Far too many businesses, organizations or entities  are filled  with people who trampled on rather than being built up.   People are  more like a resource, a mineral deposit in which we extract or exploit the value of that resource until it is gone, until there is nothing left, and then we move on.   Recently I encountered a person who did the right thing in their job and then the managers  in the organization decided to make life miserable for the employee so that the individual would choose leaving.    The one act of courage to do the right thing was dismissed and instead of building up the person they were torn down.

This is an appeal to leaders everywhere, what are you doing to add value to the lives of others?   Are you leaving them better off than you when you first met them or interacted with them?

Make that an exercise for today, improve the value of the people you meet and interact with.   Then repeat each day.

How?

1. Say thank-you, genuinely and authentically
2. Let them make a mistake and ask them what they learned
3. Give them more responsibility, show that you trust them.
4. Be open to their words – Listen.

What else can you think of that would add value to those you interact with?

What is stopping you?

lead from where you are ..

“If your actions inspire others to dream more, learn more, do more and become more, you are a leader.” – John Quincy Adams

Some people want to lead because they believe they deserve to lead.   Others lead by showing other the way, by having a compelling vision and reason for others to follow.    Leadership is an attitude. Leadership is being confident without being arrogant.

You may have seen those leaders that are using brute force to lead.   The  followers make sure they are going in a different direction when they see the brute force leader.   Leadership by title or position isn’t leadership of itself it takes more and requires more.

People who want to grow into leadership positions must constantly be developing their attitudes, skills and evaluating their own growth.

1. Developing an attitude to lead is in part developing an attitude of humility so that you can serve others in their own development.   People readily engage with those who are willing to help improve their abilities and potential for the future.

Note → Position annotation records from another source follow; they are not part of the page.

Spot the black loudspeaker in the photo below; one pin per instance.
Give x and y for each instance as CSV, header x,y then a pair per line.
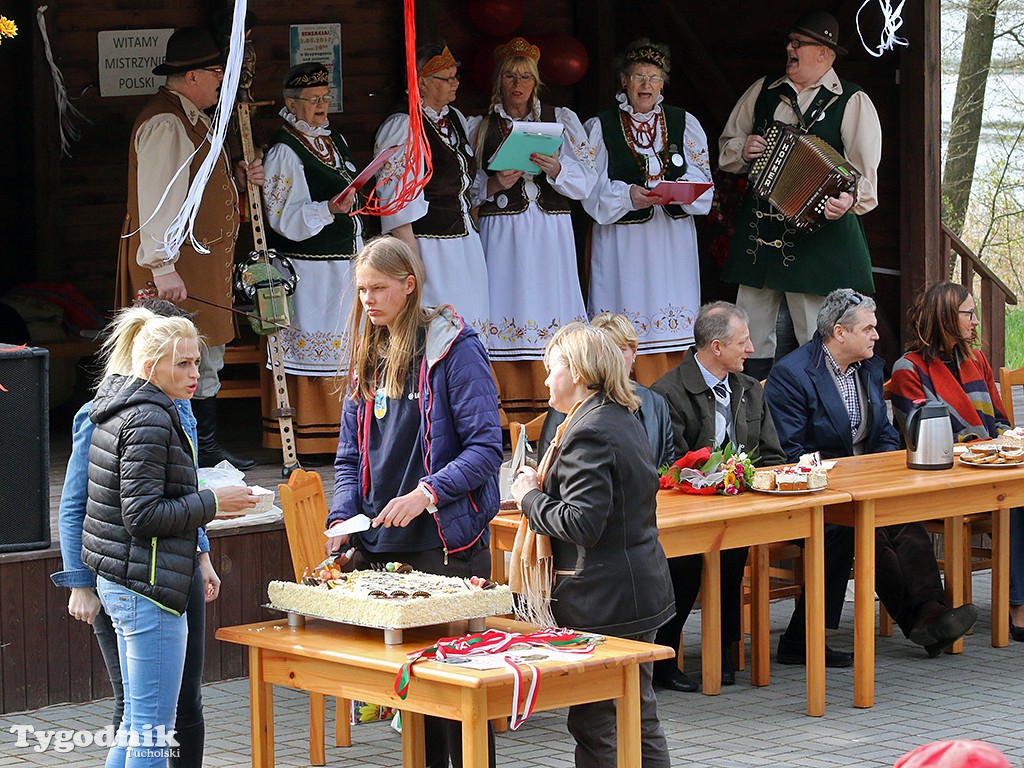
x,y
25,467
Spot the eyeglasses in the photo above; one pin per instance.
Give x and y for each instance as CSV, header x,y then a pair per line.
x,y
315,100
796,42
643,79
451,81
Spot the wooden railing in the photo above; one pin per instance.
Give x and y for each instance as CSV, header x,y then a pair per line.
x,y
994,294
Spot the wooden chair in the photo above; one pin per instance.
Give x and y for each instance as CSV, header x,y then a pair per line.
x,y
532,427
305,511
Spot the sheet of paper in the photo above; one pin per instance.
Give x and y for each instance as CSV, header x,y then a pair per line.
x,y
352,525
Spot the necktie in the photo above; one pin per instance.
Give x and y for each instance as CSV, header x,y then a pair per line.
x,y
722,415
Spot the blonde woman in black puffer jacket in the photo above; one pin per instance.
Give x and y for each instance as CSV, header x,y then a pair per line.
x,y
141,519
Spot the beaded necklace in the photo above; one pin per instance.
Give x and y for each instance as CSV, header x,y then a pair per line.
x,y
321,146
443,128
643,138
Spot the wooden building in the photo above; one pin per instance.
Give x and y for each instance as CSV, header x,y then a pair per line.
x,y
62,215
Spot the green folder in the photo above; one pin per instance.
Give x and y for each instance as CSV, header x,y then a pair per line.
x,y
513,155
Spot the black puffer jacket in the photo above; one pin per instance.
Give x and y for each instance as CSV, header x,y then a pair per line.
x,y
144,506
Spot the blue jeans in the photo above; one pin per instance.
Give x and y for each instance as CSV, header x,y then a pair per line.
x,y
1017,556
152,651
189,727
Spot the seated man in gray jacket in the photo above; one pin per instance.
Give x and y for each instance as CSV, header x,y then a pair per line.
x,y
827,396
712,402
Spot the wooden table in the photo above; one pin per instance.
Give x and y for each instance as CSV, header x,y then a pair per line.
x,y
354,663
706,524
886,493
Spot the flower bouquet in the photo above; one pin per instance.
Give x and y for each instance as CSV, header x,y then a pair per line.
x,y
728,470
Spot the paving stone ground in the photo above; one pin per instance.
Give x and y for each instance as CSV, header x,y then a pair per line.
x,y
977,694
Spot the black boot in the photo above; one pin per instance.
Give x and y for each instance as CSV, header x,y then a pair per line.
x,y
210,452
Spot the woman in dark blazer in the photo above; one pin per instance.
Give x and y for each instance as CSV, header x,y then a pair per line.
x,y
595,498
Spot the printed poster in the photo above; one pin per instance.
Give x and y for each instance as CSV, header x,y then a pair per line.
x,y
321,43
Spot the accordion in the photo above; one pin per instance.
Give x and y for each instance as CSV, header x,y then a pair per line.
x,y
798,173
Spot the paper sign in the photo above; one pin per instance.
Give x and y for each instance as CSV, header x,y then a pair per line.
x,y
127,58
320,43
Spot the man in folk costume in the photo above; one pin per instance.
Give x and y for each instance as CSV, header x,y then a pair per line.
x,y
767,257
170,132
307,166
436,223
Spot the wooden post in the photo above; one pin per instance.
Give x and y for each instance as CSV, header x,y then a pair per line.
x,y
921,194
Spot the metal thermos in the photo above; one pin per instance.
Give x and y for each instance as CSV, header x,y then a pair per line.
x,y
929,436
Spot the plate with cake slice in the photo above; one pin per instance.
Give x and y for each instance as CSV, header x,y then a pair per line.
x,y
992,456
808,477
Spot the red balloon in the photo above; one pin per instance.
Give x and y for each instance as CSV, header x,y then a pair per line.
x,y
563,59
496,17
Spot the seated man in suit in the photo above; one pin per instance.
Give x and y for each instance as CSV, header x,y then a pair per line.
x,y
712,402
826,396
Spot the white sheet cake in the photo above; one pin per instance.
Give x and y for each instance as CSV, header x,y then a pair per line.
x,y
388,600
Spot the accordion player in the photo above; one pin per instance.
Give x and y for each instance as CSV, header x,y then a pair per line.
x,y
798,172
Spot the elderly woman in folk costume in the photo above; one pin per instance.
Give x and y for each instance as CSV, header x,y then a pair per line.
x,y
526,228
591,509
644,254
307,166
436,223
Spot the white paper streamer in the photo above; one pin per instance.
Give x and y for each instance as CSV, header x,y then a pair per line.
x,y
183,224
891,22
67,112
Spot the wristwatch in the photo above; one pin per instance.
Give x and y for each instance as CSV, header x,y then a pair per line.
x,y
431,507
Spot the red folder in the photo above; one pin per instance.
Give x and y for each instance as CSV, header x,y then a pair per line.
x,y
682,193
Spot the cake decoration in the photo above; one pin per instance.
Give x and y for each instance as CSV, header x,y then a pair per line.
x,y
395,597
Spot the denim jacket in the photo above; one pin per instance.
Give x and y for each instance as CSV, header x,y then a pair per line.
x,y
76,492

2. Honing your personal leadership skills by continual learning and experience.  Moving up in an organization may be improved by showing that you can lead.  This might mean finding organizations or areas that you can demonstrate your leadership.  It might mean volunteering for leadership positions so that you can tune and grow your leadership skills.

3. Reflection and looking back at the lessons learned is something that allows the potential leader to see what can be improved.   The leadership experience is enhanced when the developing leader can recognize areas for improvement and then to take responsibility for making personal change.

How many times have you seen or read about a leader who did not take responsibility for their outcomes.     In recent weeks one recognized leader has not admitted their own failings and is paying the price in losing stature among his followers.   Leadership means taking responsibility for both the good and the bad and owning the outcome.

It is easy for those who aren’t strong leaders to push that responsibility to someone else, to other things. The lesson is this, shape your attitude and take responsibility, continue to grow and develop and to look at the leadership lessons you’ve experienced and change what needs to be changed.
What does your attitude say about your leadership, take a look,

broken … relationships

WIIFM … What’s in it for ME.   We live in a “ME” focused society and wonder why relationships at work and home don’t work.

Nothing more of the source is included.